3 Legends Stadium
- Interactive map of 3 Legends Stadium
- Full name: Miners Field at 3 Legends Stadium
- Address: Copper Mountain Sports Complex Butte, Montana
- Coordinates: 45°58′41″N 112°32′40″W﻿ / ﻿45.97806°N 112.54444°W
- Owner: City and County of Butte-Silver Bow, Montana
- Capacity: 470

Construction
- Opened: May 26, 2017
- Cost: $2.3 million

Tenants
- Butte Miners (American Legion) 2017–present Butte Muckers (American Legion) 2017–present Mining City Tommyknockers (ExL) 2021

= 3 Legends Stadium =

Baseball stadium in Butte, Montana

3 Legends Stadium is a baseball stadium in Butte, Montana, United States. The ballpark opened in 2017 hosting American Legion baseball and in 2021 welcomed the Mining City Tommyknockers of the summer-collegiate Expedition League. Located at the Copper Mountain Sports Complex, the stadium name honors three long-time supporters of American Legion baseball in Butte. The ballpark's playing field is named Miners Field.
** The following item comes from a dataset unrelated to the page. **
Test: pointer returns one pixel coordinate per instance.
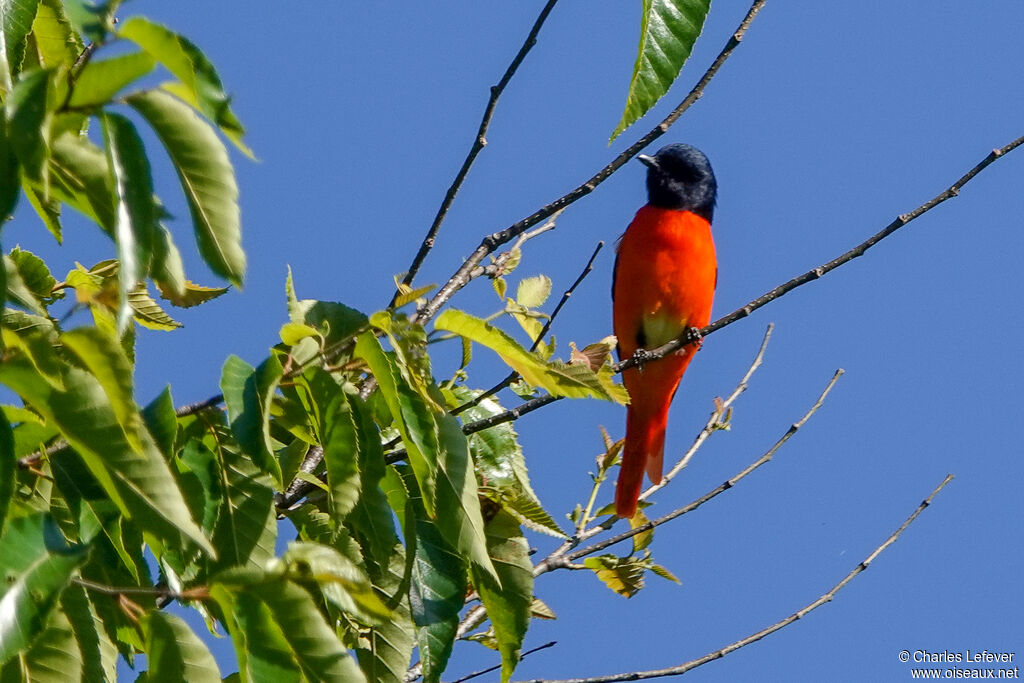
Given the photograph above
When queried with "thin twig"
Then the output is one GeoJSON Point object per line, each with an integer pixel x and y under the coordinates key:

Stadium upgrade plans were announced in October 2020 to "enhance the fan experience." Seating capacity would increase from 470 to 1,300. The planned additional seating and amenities were to include bleachers, a V.I.P. seating area, a 200–300 person party deck in left field, a hot tub section in centerfield, and a children's play area with a zip-line. In April 2021, the county commissioners rejected the hot tub idea due to liability concerns.